Ríen. Están incómodos, asustados. Contienen el impulso de hablarse con franqueza, sin rodeos y formalidades. Pero ninguno da el primer paso. Intercambian un par de ideas sobre sitios de la ciudad, sobre algunos restaurantes, recuerdan viejos amigos y discuten superficialmente sus investigaciones más recientes, entonces simplemente se despiden con un beso en la mejilla.
La mujer vuelve al hotel, a la soledad de la habitación 366, al tiempo muerto, a las ventanas en la noche. No deja de fundirse en el aire mientras los minutos avanzan.

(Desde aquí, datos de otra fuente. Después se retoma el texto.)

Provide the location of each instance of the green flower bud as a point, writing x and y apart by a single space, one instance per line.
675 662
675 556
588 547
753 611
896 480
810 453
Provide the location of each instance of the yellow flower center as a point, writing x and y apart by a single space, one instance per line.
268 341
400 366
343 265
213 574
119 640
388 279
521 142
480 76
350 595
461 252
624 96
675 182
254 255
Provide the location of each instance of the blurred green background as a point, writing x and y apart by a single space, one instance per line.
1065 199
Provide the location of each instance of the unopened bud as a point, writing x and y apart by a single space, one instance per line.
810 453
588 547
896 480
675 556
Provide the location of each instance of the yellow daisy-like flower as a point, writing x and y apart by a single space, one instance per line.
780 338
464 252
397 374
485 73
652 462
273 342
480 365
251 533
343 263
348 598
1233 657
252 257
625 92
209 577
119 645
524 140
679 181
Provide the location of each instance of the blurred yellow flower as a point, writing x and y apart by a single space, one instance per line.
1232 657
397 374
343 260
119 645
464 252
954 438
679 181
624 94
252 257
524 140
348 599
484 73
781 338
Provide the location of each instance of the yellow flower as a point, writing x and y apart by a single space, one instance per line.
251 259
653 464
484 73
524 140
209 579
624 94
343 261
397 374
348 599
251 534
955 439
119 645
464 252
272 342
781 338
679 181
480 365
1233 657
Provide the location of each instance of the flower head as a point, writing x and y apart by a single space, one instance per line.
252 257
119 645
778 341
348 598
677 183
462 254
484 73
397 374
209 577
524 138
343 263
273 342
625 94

De cierto modo, piensa que su paso por la ciudad termina aquí, con su mirada puesta ante un paisaje extraño, ante un pasado que ahora le parece impreciso y lejano. Durante los próximos dos días Lucas y Claudia volverán a verse, aunque no se acercarán el uno al otro. Evitarán estar juntos en los mismos auditorios, encontrarse en la cafetería del edificio o en los pasillos. Él escuchará la conferencia que ella dé, como ella ha escuchado la que él ha dado, y tomará notas y hará una pregunta al finalizar la intervención:
—¿Dónde pueden consultarse tus últimas obras audiovisuales?
Es una pregunta vacía. Claudia acercará el micrófono, le dará una respuesta corta, ambigua, su voz vacilará, y ese será el último contacto que tengan. La mujer volverá al hotel. Se preguntará si ha hecho algo mal. Esperará una última llamada. Esperará. Esperará. Después alistará la maleta y finalmente tomará un taxi. En las calles y autopistas evitará fijarse en la ciudad. Está segura que de no fijarse en ella difícilmente la recordará.

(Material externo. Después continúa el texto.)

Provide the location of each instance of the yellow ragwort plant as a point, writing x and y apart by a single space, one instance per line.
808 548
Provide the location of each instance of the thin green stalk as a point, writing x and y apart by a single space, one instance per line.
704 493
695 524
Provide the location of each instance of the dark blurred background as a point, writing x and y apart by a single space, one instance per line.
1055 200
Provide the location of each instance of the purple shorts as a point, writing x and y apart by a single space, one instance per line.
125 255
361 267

Más tarde, al empezar a arrastrar su equipaje sobre el piso del aeropuerto, sentirá que está punto de desmayarse y se sujetará del pasamanos de unas escaleras. No pedirá ayuda ni tomará sus pastillas. Tras unos minutos se recompondrá, hasta que en la sala de abordaje vuelvan las náuseas, el desequilibrio, vuelvan las manos húmedas, el dolor de cabeza, Bangkok, las tardes en el Palacio Suan Pakkad, y finalmente se convenza, echándose a reír, de que ha llegado la última edad de la nostalgia.